Prosecutors had sought the maximum 15 years in prison on more than 3,000 counts of accessory to murder and membership of a terrorist organisation. Last February, similar evidence secured the maximum sentence against Mzoudi's friend Mounir el Motassadeq, the world's first September 11 conviction.
Federal prosecutors alleged Mzoudi provided logistical support to the Hamburg cell under lead hijacker Mohamed Atta, helping with financial transactions and arranging housing for members to evade authorities'.
Mzoudi spent time at a terrorist camp in Afghanistan in 2000.
Mzoudi's lawyers denied the charges, saying that while their client was friends with many of the September 11 principals, he knew nothing of the plot to attack the United States.
The acquittal on all counts came after the court rejected a dramatic last-minute motion from a lawyer for relatives of American victims of the attacks. Lawyer Andreas Schulz said he had "new information" apparently incriminating Mzoudi from the US Department of Justice, but was "not authorised" to tell the court what it was. His motion urged the court to again ask US authorities for testimony by Ramzi Binalshibh, a Yemeni believed to be the Hamburg cell's key contact with al-Qaida.
US authorities persistently refused any access to the interrogation transcripts or Binalshibh himself, who has been in secret US custody since his capture in Pakistan on the one-year anniversary of the attacks.
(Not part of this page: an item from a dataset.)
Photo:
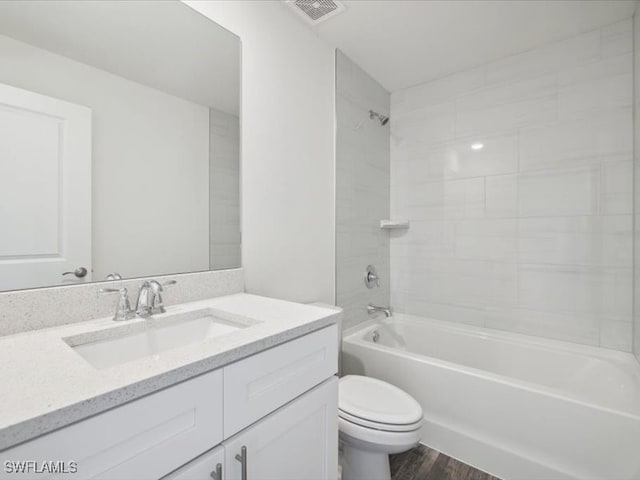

Schulz said he believed there were signs that US authorities might recently be more willing to release evidence gained from Binalshibh.
Prosecutors had alleged Mzoudi helped the Hamburg cell under lead hijacker Mohamed Atta conduct financial transactions and arranged housing to help members evade authorities' attention.
But the court ordered Mzoudi freed December 11 after receiving a statement that said the only people in Hamburg who knew of the plot were hijackers Atta, Marwan al-Shehhi and Ziad Jarrah as well as Binalshibh.
The court, which said the statement's unnamed source appeared to be Binalshibh, decided it no longer had sufficient grounds to keep Mzoudi behind bars. It said there was no way to cross-examine the Yemeni so it had to take the statement at face value.
El Motassadeq's lawyers also focused on Binalshibh last week in seeking a retrial, telling a federal appeals court that he was denied a fair trial in Hamburg because Binalshibh did not testify. A ruling is expected in March.
The Mzoudi verdict was originally scheduled Jan. 22, but prosecutors secured a last-minute delay to allow testimony by a man claiming to be a former Iranian intelligence agent who implicated Mzoudi in the attacks.
German prosecutors are to appeal the acquittal, saying they believed he was still guilty of membership in a terrorist organistion.
Chief prosecutor Walter Hemberger said there were "numerous grounds" to suppose that Abdelghani Mzoudi was part of a terrorist group. "We will therefore lodge an appeal."